This is more a request for explanations. There's one thing which makes me really mad:
On the one hand, it seems like I do have an intuitive understanding of the Hairy Ball theorem. I imagine an arrow of unit length (that's for simplicity - generally, of any nonzero length, of course) attached to each point of a sphere. I also insist that arrows attached to close points have close directions (usual metric and connection induced from 3d are implied). After few attempts to visualize, I assure myself that such configuration cannot be nowhere pathological.
In other words, it seems that the above described bundle - which could be obtained from the tangent bundle of $S_2$ by restricting the vectors to have unit norm (of course, the vector structure is lost within the fiber) - does not admit a global section.
On the other hand, nothing stops us from considering the $S_2\times U(1)$ trivial $G$-bundle, which certainly has a global section, e.g. $f(p) = \operatorname{const}$.
Moreover, to my understanding, in the second example we don't even need to stress that the section is a group. We can replace $U(1)$ with its torsor $S_1$, and the trivial bundle $S_2\times S_1$ will still admit a global section.
Now, the question. Why exactly does thinking of $S_2$ with $S_1$ circles (in tangent planes) attached to each point fail as an illustration for the $S_2\times S_1$ bundle?
Here's my attempt to answer. Let's go the other way around and start with $S_2 \times S_1$. On each of $S_1$ circles of those are attached to $S_2$ I can choose a point and declare that this is '$0$' (or '$1$', or any other label). Then, I define a global section $f(p)=$'$0$'. I even came up with an illustration. Here it is:
To any point of the ball I attach a circle. I don't draw it's plane as tangent to the sphere - because this is not required! Clearly, if at any point of $S_2$ the arrows look upwards, this defines a global (constant) section. If we now try to make those circles lie in planes tangent to $S_2$, clearly, at certain point we'll encounter a problem - the arrows will no longer be parallel in the usual sense. But this is just a defect of illustration.
Having said so many words, I would like to understand the difference between the two bundles rigorously: \begin{alignedat}{9} E_1 &= \text{Vectors of unit length in } T S_2\\ E_2 &= S_2 \times S_1 \end{alignedat}
I guess, the difference should be in transition functions, since the base spaces and typical fibers are identical.
Can anyone help me to figure out those?
In still other words: what's wrong with representing $E_1$ with the picture above? Of course, it is weird, but we may draw the tangent spaces the way we want. Does it have to do something with connections? I would be surprised if so, since the ability to define a global vector field on the manifold is not related to ability to parallel transport vectors (one doesn't need Christoffels to define the Lie derivative).

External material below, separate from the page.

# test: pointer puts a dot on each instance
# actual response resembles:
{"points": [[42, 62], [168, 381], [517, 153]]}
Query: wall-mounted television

The circle bundle of the sphere derived from the tangent bundle isn't $S^2 \times S^1$ topologically; you can think of a normalized tangent vector as a second point on the sphere with a perpendicular vector from the origin, and adding the cross product will yield you a third one and an oriented orthonormal basis. The space of orthonormal bases is homeomorphic to the group $SO(3)$, which is homeomorphic to $\mathbb{RP}^3 \not\cong S^2 \times S^1$.